Get the latest updates as we post them — right on your browser

. Last Updated: 07/27/2016

Another Interest Rate Hike Forecast

WASHINGTON -- Once won't be enough in the Federal Reserve's effort to crush bubbling inflation pressures with higher interest rates, many economists believe.

Saying the economy's strength risks fueling inflation, the central bank raised a key short-term interest rate by a quarter of a percentage point to 5.5 percent Tuesday. "This action was taken in light of persisting strength in demand, which is progressively increasing the risk of inflationary imbalances developing," the Fed said.

Citibank, the nation's No. 2 bank, and other lenders followed by raising their prime rate -- a benchmark for millions of consumer and business loans -- from 8.25 percent to 8.5 percent. More expensive auto loans, adjustable-rate mortgages and credit-card borrowing will result.

The stock market, which had been well-prepared by Fed Chairman Alan Greenspan's public comments, reacted mildly. The Dow Jones average fell 29.08 to close at 6,876.17, only partly giving up a 100-point gain from the day before.

The reaction was more pronounced on the bond market, where worries about more rate increases down the road sent prices down and the yield on Treasury's 30-year bond up to 6.97 percent.

Most analysts believe the increase in the federal funds rate charged on interbank loans -- the first in two years -- will be followed by additional increases. The Fed almost never moves just once, they said.

"There's a good chance they'll have to raise rates at least once or maybe two more times by this summer," said economist Mark Zandi of Regional Financial Associates in West Chester, Pennsylvania. "The economy is very strong and one rate hike isn't going to do much to dampen it."

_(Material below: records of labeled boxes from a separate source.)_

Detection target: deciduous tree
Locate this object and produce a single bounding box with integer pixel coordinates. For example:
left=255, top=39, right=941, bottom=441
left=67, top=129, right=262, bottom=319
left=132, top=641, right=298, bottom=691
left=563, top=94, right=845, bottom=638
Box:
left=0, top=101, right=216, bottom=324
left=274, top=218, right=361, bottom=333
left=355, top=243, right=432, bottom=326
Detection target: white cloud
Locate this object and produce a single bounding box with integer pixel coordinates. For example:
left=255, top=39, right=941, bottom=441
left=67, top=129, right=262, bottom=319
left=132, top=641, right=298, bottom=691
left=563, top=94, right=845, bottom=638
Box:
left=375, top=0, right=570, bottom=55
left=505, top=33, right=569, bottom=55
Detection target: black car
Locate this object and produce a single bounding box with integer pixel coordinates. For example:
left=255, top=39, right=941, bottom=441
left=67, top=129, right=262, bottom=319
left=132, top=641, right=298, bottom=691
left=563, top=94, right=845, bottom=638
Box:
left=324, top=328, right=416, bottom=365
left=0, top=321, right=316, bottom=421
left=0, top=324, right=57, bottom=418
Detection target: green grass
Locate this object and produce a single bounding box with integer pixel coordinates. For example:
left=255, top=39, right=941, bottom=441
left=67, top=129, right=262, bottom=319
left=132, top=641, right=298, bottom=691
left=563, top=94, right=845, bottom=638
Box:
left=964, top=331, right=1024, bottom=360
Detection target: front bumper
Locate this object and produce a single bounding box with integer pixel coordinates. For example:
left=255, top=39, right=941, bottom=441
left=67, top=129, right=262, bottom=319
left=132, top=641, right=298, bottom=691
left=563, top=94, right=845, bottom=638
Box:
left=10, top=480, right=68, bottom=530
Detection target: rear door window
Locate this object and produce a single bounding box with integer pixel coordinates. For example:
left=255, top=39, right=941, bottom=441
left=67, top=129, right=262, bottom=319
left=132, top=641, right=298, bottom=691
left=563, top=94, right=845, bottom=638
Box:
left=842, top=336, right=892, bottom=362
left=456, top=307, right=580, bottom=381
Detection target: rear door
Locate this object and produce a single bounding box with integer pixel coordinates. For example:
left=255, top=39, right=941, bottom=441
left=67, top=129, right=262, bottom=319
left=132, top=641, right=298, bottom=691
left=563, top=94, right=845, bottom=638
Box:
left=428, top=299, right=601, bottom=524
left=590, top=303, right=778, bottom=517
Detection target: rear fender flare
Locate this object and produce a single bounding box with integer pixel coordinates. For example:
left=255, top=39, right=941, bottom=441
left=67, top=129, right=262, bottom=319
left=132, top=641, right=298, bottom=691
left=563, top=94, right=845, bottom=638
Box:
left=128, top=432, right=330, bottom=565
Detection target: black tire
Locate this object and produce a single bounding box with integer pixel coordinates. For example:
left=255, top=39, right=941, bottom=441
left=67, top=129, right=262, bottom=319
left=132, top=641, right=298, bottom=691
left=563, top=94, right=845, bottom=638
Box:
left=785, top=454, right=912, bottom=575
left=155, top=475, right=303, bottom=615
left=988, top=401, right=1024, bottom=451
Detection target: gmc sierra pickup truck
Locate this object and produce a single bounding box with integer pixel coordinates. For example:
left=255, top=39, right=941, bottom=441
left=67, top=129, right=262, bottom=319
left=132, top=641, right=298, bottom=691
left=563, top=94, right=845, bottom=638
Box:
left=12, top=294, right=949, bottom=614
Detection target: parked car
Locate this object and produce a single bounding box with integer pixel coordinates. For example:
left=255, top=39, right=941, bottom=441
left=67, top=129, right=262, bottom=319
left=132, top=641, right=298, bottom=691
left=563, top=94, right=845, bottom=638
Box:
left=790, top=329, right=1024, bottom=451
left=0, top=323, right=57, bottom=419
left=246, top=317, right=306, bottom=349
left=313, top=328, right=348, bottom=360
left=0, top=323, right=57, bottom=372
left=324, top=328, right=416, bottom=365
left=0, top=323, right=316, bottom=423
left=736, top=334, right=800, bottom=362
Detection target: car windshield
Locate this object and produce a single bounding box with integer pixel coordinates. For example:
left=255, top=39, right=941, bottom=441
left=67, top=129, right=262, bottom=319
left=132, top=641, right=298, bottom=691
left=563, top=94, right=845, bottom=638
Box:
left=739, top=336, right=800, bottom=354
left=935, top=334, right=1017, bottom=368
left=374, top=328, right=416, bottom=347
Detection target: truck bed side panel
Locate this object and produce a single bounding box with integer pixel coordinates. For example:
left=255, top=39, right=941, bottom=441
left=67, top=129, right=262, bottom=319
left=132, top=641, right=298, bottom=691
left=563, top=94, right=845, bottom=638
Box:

Chances are about 50-50 the next quarter-point increase will come at the Fed policy-makers' May 20 meeting, Zandi said. And, if not, an increase is a stronger possibility at the July 1 and 2 gathering, he said.

Economist Stephen Roach of Morgan Stanley and Co. predicted short-term rates will be a full percentage point higher by the end of the year. That will roil the stock and bond markets, which aren't expecting that much, he said.

"Markets typically underestimate the extent of monetary tightening," he said. "There's a real reluctance on the part of investors to believe there's more in the pipeline."

However, a few analysts believe the economy already is slowing and what the Fed termed "a slight firming of monetary conditions" will be enough to prevent inflation from worsening.

"That's their last action for quite a long time, probably for the rest of the year," said Bruce Steinberg of Merrill Lynch. "I don't think there's another tightening in the wind."

In the Fed's last round of tightening, from February 1994 to February 1995, it raised interest rates seven times, doubling the federal funds rate from 3 percent to 6 percent.

But, Steinberg said, this time will be different because inflationary pressures were stronger then and the central bank was starting with a federal funds rate at a 20-year low.

Indeed, inflation so far this year is better -- not worse -- than last year. The Labor Department's Consumer Price Index rose at a 2.3 percent annual rate in January and February, compared with 3.3 percent for all of last year.

In its statement, the Fed said a small dose of higher interest rates to take the edge off inflation will increase the chances of sustaining the economic expansion through its seventh year. "The experience of the last several years has reinforced the conviction that low inflation is essential to realizing the economy's fullest growth potential," it said.

While many economists laud this pre-emptive approach to squelching inflation, it's less popular with politicians.

Representative Jim Saxton, a Republican who is chairman of the Joint Economic Committee, said, "Hopefully, this will be all that is undertaken."

Senator Paul Sarbanes, the senior Democrat on the Senate Banking Committee, said it was "a mistake for the Federal Reserve to deprive the country of the important human benefits of sustained economic growth with an unnecessary increase in interest rates."

Added President John Sweeney of the AFL-CIO labor federation: "The Federal Reserve has sacrificed the economic interests of America's working families on the basis of a hunch."